The CAC 40 index sold 108.93 points to 5.269.92 points, in a volume of exchanges increased by 4.4 billion euros. The day before, he had finished on a hesitant note (-0.07%).
Over the week, the index lost 2.50%, bringing its gains since January 1st to 11.40%.
The Parisian rating had started slightly in the green, before bowing, swept away by a series of PMI indicators, in France and Germany in particular, showing a decrease in activity. The decline has continued to increase thereafter.
"The market has clearly returned to the publication of the PMI indices in France and Germany, especially those concerning manufacturing activity which are not only significantly lower than expected and in decline," said Daniel Larrouturou, director of AFP. Delegate General at Diamant Bleu Gestion.
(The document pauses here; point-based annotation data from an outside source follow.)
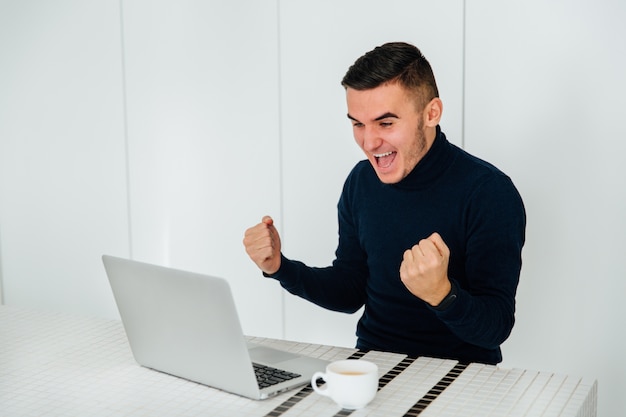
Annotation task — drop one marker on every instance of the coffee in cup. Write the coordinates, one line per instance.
(351, 383)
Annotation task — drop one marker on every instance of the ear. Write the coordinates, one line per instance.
(433, 112)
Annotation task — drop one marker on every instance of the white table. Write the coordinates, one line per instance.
(65, 365)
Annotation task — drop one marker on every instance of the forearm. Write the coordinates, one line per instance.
(336, 287)
(484, 321)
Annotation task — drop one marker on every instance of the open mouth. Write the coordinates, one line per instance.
(384, 160)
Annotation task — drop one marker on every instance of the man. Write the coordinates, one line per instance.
(430, 237)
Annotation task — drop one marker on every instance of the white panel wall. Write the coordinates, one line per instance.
(546, 96)
(319, 41)
(202, 101)
(62, 164)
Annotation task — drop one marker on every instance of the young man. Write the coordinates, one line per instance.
(430, 237)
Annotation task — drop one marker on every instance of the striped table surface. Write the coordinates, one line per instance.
(63, 365)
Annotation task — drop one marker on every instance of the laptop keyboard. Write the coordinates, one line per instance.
(267, 376)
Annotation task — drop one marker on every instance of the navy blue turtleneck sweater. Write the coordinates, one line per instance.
(480, 216)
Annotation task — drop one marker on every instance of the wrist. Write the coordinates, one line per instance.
(449, 299)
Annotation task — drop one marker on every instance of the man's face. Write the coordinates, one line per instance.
(389, 129)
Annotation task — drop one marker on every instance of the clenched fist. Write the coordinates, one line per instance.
(262, 244)
(424, 269)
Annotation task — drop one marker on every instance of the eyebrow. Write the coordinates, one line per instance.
(381, 117)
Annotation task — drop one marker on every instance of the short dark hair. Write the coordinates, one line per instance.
(394, 62)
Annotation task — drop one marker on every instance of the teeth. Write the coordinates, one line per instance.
(382, 154)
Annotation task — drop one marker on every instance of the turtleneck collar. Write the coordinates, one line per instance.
(431, 166)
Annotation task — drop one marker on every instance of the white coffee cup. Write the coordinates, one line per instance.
(351, 383)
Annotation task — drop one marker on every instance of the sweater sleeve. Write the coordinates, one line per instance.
(341, 286)
(483, 313)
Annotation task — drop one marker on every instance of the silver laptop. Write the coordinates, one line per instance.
(185, 324)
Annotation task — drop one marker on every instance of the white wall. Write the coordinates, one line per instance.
(161, 130)
(545, 100)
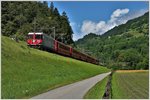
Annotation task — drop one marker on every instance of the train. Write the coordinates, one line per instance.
(45, 42)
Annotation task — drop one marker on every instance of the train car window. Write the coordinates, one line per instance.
(38, 36)
(30, 36)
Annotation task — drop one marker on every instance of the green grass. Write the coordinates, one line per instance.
(97, 91)
(27, 72)
(130, 85)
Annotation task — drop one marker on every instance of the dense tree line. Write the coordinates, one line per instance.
(123, 47)
(19, 18)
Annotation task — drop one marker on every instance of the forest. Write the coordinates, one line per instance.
(19, 18)
(124, 47)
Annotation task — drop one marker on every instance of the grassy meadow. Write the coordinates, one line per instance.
(26, 72)
(133, 84)
(97, 91)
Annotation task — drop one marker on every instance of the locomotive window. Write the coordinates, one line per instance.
(38, 36)
(64, 47)
(30, 36)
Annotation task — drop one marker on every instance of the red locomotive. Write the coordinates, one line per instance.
(43, 41)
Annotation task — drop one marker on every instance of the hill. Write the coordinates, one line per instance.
(123, 47)
(27, 72)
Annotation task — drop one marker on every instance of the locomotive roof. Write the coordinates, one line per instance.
(35, 33)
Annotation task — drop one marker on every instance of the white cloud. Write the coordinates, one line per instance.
(119, 16)
(102, 26)
(119, 13)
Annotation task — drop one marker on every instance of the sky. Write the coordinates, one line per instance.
(99, 16)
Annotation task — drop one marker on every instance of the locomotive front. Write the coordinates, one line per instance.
(34, 39)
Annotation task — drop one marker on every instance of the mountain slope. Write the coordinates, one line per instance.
(27, 71)
(123, 47)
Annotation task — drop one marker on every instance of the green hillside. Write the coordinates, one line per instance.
(123, 47)
(27, 72)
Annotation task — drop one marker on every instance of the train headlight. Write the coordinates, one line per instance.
(33, 40)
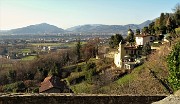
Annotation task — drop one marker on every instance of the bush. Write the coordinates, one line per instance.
(174, 67)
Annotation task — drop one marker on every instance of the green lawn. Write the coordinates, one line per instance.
(28, 58)
(25, 50)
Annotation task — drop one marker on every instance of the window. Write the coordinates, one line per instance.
(151, 38)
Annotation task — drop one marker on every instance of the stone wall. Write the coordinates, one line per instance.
(76, 99)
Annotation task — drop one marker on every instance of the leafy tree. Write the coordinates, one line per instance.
(161, 19)
(115, 40)
(177, 14)
(78, 49)
(90, 71)
(12, 76)
(152, 28)
(162, 29)
(173, 61)
(146, 49)
(54, 71)
(138, 31)
(145, 30)
(130, 38)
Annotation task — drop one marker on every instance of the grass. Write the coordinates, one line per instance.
(28, 58)
(25, 50)
(5, 65)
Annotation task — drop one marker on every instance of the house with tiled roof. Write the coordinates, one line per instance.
(53, 84)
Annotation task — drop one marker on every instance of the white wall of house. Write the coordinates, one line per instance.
(118, 60)
(141, 40)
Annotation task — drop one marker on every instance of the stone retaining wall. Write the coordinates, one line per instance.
(77, 99)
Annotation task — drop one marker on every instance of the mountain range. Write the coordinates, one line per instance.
(45, 28)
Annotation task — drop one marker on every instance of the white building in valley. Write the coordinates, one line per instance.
(118, 56)
(142, 39)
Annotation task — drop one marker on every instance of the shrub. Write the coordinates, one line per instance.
(174, 67)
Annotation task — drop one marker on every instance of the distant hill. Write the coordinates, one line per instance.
(99, 28)
(43, 28)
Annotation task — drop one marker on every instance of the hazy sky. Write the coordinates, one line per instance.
(68, 13)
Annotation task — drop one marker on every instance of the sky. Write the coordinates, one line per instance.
(69, 13)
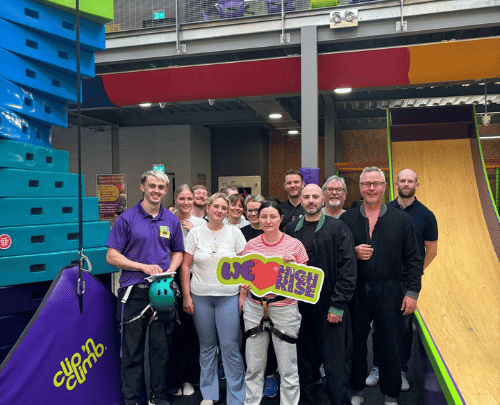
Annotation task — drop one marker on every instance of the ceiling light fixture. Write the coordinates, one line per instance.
(342, 90)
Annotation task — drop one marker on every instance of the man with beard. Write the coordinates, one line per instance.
(291, 208)
(200, 201)
(388, 256)
(426, 231)
(335, 193)
(326, 324)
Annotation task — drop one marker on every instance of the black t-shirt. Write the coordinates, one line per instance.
(290, 213)
(307, 240)
(250, 233)
(424, 222)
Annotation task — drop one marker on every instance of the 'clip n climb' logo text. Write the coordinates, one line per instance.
(75, 370)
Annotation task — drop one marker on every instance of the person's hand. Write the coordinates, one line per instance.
(187, 304)
(241, 302)
(186, 224)
(363, 251)
(409, 305)
(333, 318)
(151, 269)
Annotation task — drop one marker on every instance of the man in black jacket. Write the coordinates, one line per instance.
(327, 323)
(387, 252)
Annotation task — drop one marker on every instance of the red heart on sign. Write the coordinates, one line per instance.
(265, 274)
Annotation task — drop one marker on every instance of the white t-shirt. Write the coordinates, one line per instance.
(196, 221)
(207, 247)
(243, 222)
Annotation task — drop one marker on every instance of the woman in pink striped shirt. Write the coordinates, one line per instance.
(283, 313)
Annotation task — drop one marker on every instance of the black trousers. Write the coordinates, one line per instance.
(334, 341)
(405, 351)
(380, 302)
(184, 363)
(133, 346)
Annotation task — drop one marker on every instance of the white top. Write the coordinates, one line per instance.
(207, 247)
(196, 221)
(243, 222)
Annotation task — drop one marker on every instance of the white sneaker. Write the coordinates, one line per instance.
(357, 400)
(405, 386)
(372, 378)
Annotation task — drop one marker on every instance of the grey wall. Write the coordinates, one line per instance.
(184, 150)
(96, 153)
(142, 147)
(201, 161)
(240, 152)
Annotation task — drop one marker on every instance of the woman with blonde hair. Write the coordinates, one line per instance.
(215, 307)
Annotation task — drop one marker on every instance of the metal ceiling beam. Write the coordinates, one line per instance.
(376, 20)
(194, 118)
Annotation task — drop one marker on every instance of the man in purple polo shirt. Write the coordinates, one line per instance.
(145, 240)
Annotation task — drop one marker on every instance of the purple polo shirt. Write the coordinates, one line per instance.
(144, 239)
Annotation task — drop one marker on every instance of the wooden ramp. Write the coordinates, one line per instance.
(460, 298)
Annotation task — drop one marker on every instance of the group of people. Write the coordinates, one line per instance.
(372, 257)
The PMI index for the German manufacturing sector, which measures the growth of the activity, stood at 44.7 in March, while analysts expected 48. When the index is below 50, it means that activity decreases.
In the euro area, the PMI for the private sector as a whole fell to 51.3 points in March, against 51.9 in February, against a slight increase to 52 points expected. And in France, the index stood at 48.7 points.
"This is a reminder of the reality for indices that have risen a lot, thanks to the hope of a Sino-US agreement and accommodating central banks but neglecting statistics," he added.
The latest sharp drop came on February 7, the day the European Commission revised its 2019 forecasts for the eurozone, the expert noted.
"The Brexit has also remained in the background, even if the markets do not anticipate an exit without agreement.They see clearly that the European Commission does not have the will to drive the British into a deadlock," he said .
On Thursday night, European leaders granted the UK two options for a postponement of Brexit beyond the originally scheduled date of March 29, now setting the deadline to April 12.
According to this offer, if British MPs approve next week the divorce agreement concluded in November with the EU, the date of Brexit will be postponed until May 22.
In case of further rejection, London will have until April 12 to decide to hold European elections. This would then allow him to request a new postponement whose duration has not been fixed.